Check the values for variables that are site-specific (such as SYSTEM_TOKEN) as well.
Logs (cluster nodes): /var/log/cerebro/deployment-manager.log
An EMR cluster failure is usually due to node configuration issues or services not starting (often security credentials). To verify the cluster is running, execute the following command from the shell on the DM node:
/opt/cerebro/cerebro_cli clusters list
The output of a healthy cluster looks something like this:
$ /opt/cerebro/cerebro_cli clusters list description id name numNodes numRunningServices owner statusCode statusMessage type ------------- ---- ------ ---------- -------------------- ------- ------------ --------------------- ------------------ 36 080_c1 2 7/7 admin READY All services running. STANDALONE_CLUSTER
If the statusMessage returns something other than "All services running."
- Identify host:ports of CDAS services.
/opt/cerebro/cerebro_cli clusters endpoints <id>
- Determine the EC2 instances that constitute the cluster.

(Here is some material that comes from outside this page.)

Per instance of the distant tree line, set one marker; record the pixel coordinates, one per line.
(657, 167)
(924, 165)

/opt/cerebro/cerebro_cli clusters nodes <id>
- Note: One of these nodes does not run any ODAS services, as it is the Kubernetes master. To confirm the identify this node, run the following command against the node running no services. Only one node will report "isMaster": true.
/opt/cerebro/cerebro_cli agent <node_ip_address> kubernetes-info
- If you suspect Kubernetes is at fault, refer to the following link for troubleshooting advice.

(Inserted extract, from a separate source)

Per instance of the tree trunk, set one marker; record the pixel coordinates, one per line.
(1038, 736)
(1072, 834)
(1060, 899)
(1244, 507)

ODAS Cluster - Service Containers
Logs: in service containers. See below.
If the service is running, point your browser to the WebUI endpoint of the problematic service. This will give you information about the host, the OS, and the process. It also provides access to the configuration, logs, and service metrics.
To collect this information manually:
- Log into the Kubernetes master node.
- ssh to a host of the failing service. By default, there is one planner service (running only on one node) and multiple workers (one per cluster node).
- Run the command docker images. Ensure that the service docker image has successfully loaded. For example, a CDAS docker image will have a name like "cerebro/cdas".
- Run docker ps and confirm that the service is up. Note the Okera/Cerebro canary service (which runs on every node) is intended to test a basic container configuration.